In Soteria Insurance Ltd v IBM United Kingdom Limited [2022] EWCA Civ 440, the Court of Appeal held that an exclusion clause which excluded liability for consequential losses, or loss of profit, revenue or savings did not extend to a claim for wasted expenditure. The Court’s reasoning is explained below, but the key message is that to exclude claims for wasted expenditure, the best approach is to use appropriate express words in the exclusion clause.

 

Background

The dispute related to the delivery of a new IT system which was delayed. Following the claimant’s refusal to pay a “milestone” invoice, the defendant purported to terminate the contract. The claimant treated this purported termination as a repudiatory breach of contract and claimed £132 million in damages for wasted expenditure, being amounts paid in expectation of the delivery of the new IT system. The defendant counterclaimed for the sum due under the invoice. At trial, the judge found that the defendant had wrongfully repudiated the contract but the claimant’s claim for wasted expenditure was excluded by the contractual exclusion clause. The claimant appealed against the judge’s construction of the exclusion clause.

The clause provided that: “neither party shall be liable to the other or any third party for any Losses arising under and/or in connection with this Agreement (whether in contract, tort (including negligence), breach of statutory or otherwise) which are indirect or consequential Losses, or for loss of profit, revenue, savings (including anticipated savings), data…, goodwill, reputation (in all cases whether direct or indirect) even if such Losses were foreseeable and notwithstanding that a party had been advised of the possibility that such Losses were in the contemplation of the other party or any third party.”

"Losses" were defined as: "All losses, liabilities, damages, costs and expenses including reasonable legal fees on a solicitors/client basis and disbursements and reasonable costs of investigation, litigation settlement, judgment, interest.”

 

Decision – the construction of the exclusion clause

The Court of Appeal concluded that the exclusion clause did not apply to a claim for wasted expenditure for the following reasons.

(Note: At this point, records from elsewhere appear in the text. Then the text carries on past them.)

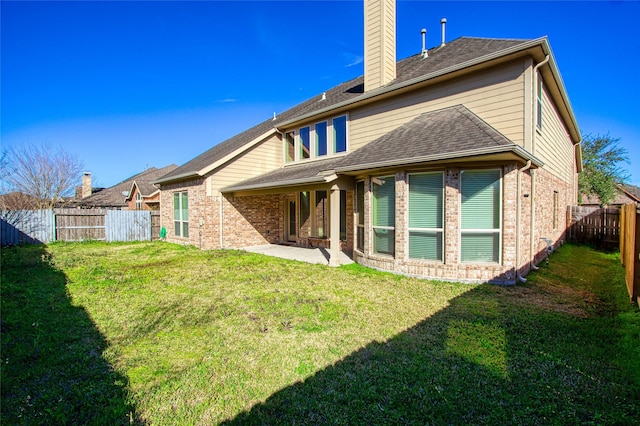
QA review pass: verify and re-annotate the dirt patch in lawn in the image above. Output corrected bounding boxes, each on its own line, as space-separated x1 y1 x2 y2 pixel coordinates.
496 284 600 318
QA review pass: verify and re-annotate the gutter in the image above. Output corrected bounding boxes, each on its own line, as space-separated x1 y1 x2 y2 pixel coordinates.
220 176 327 192
151 171 200 185
335 144 544 173
516 160 531 283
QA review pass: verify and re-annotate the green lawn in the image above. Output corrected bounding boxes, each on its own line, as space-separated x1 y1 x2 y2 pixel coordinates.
0 242 640 425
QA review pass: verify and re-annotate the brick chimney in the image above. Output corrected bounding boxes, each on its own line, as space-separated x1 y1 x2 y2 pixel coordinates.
364 0 396 92
82 172 91 198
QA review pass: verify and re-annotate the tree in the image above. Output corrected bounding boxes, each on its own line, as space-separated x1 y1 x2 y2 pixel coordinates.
2 144 84 209
578 133 629 206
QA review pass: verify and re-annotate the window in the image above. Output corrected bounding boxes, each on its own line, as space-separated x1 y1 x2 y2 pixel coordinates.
340 190 347 241
333 115 347 153
553 191 558 229
355 180 364 251
315 121 327 157
300 191 311 237
409 172 444 261
173 192 189 238
284 132 296 163
300 127 311 160
373 176 396 256
314 191 328 238
536 75 542 129
284 115 347 163
136 192 142 210
460 170 502 262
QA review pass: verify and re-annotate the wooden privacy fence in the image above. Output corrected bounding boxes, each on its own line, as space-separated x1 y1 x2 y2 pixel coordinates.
620 204 640 303
0 209 159 246
567 206 620 248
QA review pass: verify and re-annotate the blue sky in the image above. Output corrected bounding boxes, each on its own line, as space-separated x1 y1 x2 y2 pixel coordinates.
0 0 640 186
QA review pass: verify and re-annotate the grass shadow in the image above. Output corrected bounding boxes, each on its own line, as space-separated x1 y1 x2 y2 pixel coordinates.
224 246 640 425
0 245 142 425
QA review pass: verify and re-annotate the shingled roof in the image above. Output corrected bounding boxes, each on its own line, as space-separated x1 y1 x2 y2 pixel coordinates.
157 37 545 183
78 164 177 208
223 105 543 192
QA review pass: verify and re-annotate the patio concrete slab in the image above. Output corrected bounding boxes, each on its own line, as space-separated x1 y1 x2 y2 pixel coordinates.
244 244 353 265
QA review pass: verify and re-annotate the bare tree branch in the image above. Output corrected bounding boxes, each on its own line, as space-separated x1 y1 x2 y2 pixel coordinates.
2 144 83 209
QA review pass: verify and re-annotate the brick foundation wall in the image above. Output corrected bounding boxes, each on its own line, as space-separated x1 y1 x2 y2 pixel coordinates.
160 179 220 249
534 169 576 263
223 194 284 249
354 163 530 284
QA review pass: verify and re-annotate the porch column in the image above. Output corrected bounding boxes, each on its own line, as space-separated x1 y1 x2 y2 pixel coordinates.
329 187 340 266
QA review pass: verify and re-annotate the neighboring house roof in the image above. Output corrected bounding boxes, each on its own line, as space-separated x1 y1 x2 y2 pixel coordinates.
156 37 580 183
223 105 543 192
78 164 177 207
126 164 178 201
580 185 640 206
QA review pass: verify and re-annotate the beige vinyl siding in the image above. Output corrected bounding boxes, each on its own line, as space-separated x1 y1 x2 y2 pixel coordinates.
364 0 396 90
534 84 575 184
349 61 524 152
207 135 282 195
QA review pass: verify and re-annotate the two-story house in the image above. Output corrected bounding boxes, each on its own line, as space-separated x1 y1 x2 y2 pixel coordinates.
155 0 581 283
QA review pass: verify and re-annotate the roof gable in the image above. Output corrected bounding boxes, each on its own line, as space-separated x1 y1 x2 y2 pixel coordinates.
78 164 178 207
223 105 542 192
157 37 544 183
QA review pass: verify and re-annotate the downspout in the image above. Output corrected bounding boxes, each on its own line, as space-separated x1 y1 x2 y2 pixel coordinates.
530 55 549 271
516 160 531 283
218 192 224 249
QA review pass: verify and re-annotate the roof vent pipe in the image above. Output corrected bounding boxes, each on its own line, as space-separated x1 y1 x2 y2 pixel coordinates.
420 28 429 59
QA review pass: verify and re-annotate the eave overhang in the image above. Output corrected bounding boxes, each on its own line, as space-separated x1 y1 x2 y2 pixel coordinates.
278 37 582 144
220 145 544 195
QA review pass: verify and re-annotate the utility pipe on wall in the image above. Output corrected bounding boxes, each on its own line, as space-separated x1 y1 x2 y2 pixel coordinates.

  1. The natural meaning of the words did not cover wasted expenditure, essentially because these words were not used in the clause.
  2. The strict approach to construing exclusion clauses: “The more valuable the right, the clearer the language of any exclusion clause will need to be; the more extreme the consequences, the more stringent the court must be before construing the clause in a way which allows the contract-breaker to avoid liability for what may be his catastrophic non-performance”.
  3. Wasted expenditure was a different type of loss to loss of profits and the other categories mentioned in the clause: they all involved a speculative element based on evaluating a counterfactual, i.e., what would have happened if the contract had been performed. Wasted expenditure, in contrast, was easily and precisely ascertainable. It made commercial sense that while speculative losses were excluded, wasted expenditure was not.
  4. The exclusion clause did not cover all aspects of ‘loss of the bargain’, but only some of them, so did not encompass wasted expenditure.
  5. Although wasted expenditure is a different method of calculating loss that could otherwise be calculated by measuring lost profits, that does not make it a measure of lost profits. Contracts may have both pecuniary and non-pecuniary benefits, so an absence of pecuniary profit is not necessarily inconsistent with a claim for wasted expenditure.

 

Key Takeaways

This decision serves as a reminder of the strict approach to the construction of exclusion clauses and why it is essential for parties to use clear drafting. Specifically, if parties intend to exclude claims for wasted expenditure, they should use appropriate express words in any exclusion clause because the exclusion of consequential loss or profits will not cover such claims.

The Court’s reasoning might also apply to a claim for the cost of re-procurement following a breach of contract. Commercial parties should consider whether these costs should also be referred to expressly in any exclusion clause. However, it remains to be seen if increasingly lengthy and specific exclusion clauses will be commercially acceptable or whether the risk of claims for these types of losses will remain.